Alex Alex - 5 months ago 22
R Question

perform function in multiple csv files iteratively

I have a lot of csv files stored in a folder. i.e. file1.csv, file2.csv, file3.csv, etc, etc
each csv file contains the same measurements for each object.
a file looks like this:

ID time measuremment1 measurement2 measurement3
1 5 12 324 123
1 6 123 654 45
1 3 346 556 548


another one looks like this:

ID time measurement1 measurement2 measurement3
2 2 234 345 253
2 8 35 998 316
2 17 515 1005 323
2 50 156 155 616


and so on. in addition, I have a data frame with several calculations I want to perform for each of my objects(files), which looks like this:

calc<- data.frame(mean1 = mean(measurement1), var1 = var(measurement1),
sd1 = sd(measurement1), mean2 = mean(measurement2), var2 = var(measurement2),
sd2 = sd(measurement2))


etc, etc. what I want to do is find a way to read each csv file iteratively and perform these calculations for each object. finally, I would like to either export them in a separate csv file (to have the information I need concentrated), or either print it in R console and copy it from there to a text or excel file.
I am working in R
can anyone provide any help with this?
thank you!

Answer Source

Something like this:

library(dplyr)

Option 1: Read in all files, combine into a single data frame and then summarize

With this method, all the data files are loaded into an R list.
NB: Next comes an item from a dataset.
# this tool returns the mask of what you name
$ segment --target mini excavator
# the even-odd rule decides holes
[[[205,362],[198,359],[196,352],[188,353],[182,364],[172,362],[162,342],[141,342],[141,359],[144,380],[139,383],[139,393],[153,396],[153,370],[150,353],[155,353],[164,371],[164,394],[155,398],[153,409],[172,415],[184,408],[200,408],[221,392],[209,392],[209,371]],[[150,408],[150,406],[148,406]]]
dat = sapply(list.files(pattern="csv$"), function(file) {
  df = read.csv(file, stringsAsFactors=FALSE, header=TRUE)
  df$source = file
  df
}, simplify=FALSE)

dat = bind_rows(dat)

Summarize by ID:

dat.summary = dat %>% group_by(ID) %>%
  summarise_each(funs(mean(., na.rm=TRUE), var(., na.rm=TRUE), sd(., na.rm=TRUE)), -time)

Or in the newer dplyr idiom:

dat.summary = dat %>% group_by(ID) %>%
  summarise_at(vars(matches("measurement")), 
               funs(mean(., na.rm=TRUE), var(., na.rm=TRUE), sd(., na.rm=TRUE)))

Option 2: Read and summarize each individual file, then bind the individual summaries into a single summary data frame

This way you load only one data file into memory at a time.

dat.summary = sapply(list.files(pattern="csv$"), function(file) {
  df = read.csv(file, stringsAsFactors=FALSE, header=TRUE)

  # Summarise by ID
  df %>% group_by(ID) %>%
    summarise_at(vars(matches("measurement")), 
                 funs(mean(., na.rm=TRUE), var(., na.rm=TRUE), sd(., na.rm=TRUE)))
})

dat.summary = bind_rows(dat.summary)

Now save the summary:

write.csv(dat.summary, "my_summary.csv", row.names=FALSE)

or

library(xlsx)

write.xlsx(dat.summary, "my_summary.xlsx", row.names=FALSE)